Fighting in the street 

Yesterday was youth day in South Africa. June 16th is the anniversary of the 1976 Soweto uprisings- the point at which the camel's back finally broke for black students. The straw was the proposal from the apartheid government to force Afrikaans as the required language in schools. This would mean that even those for whom Afrikaans was not even a second language (i.e. the vast majority of the black population) would be taught in this bastardised version of ancient Dutch – the language of the oppressor.

On June 16th 1976, students in Soweto staged a protest march to a police station that ended in a confrontation with the police. As tensions rose, the police opened fire, and their first victim was 13 year old schoolboy Hector Peterson. There is a famous photo of a young man - Mbuyisa Makhubo - carrying Peterson’s body. The victim’s sister is running next to them, her face locked in a scream of anguish. In style and impact, the picture is reminiscent of the Pulitzer prize winning photo of a young Vietnamese girl fleeing a Napalm – drenched village. She survived, and is now a US citizen. (Who says Americans don’t do irony?)

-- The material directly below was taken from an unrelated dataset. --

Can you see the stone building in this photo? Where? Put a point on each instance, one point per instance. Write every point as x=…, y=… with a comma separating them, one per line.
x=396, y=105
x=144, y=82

The picture of Hector Peterson became one of the defining images of apartheid, and is sometimes credited with bringing home some of the horrors of pre-democratic life in South Africa to a worldwide audience.

I remember the June of 1976. I was 6 years old, and loving the unusually long hot summer in the UK. The days were filled with swings and sun and the smell of cut grass. Sometimes I really feel like a foreigner in this country.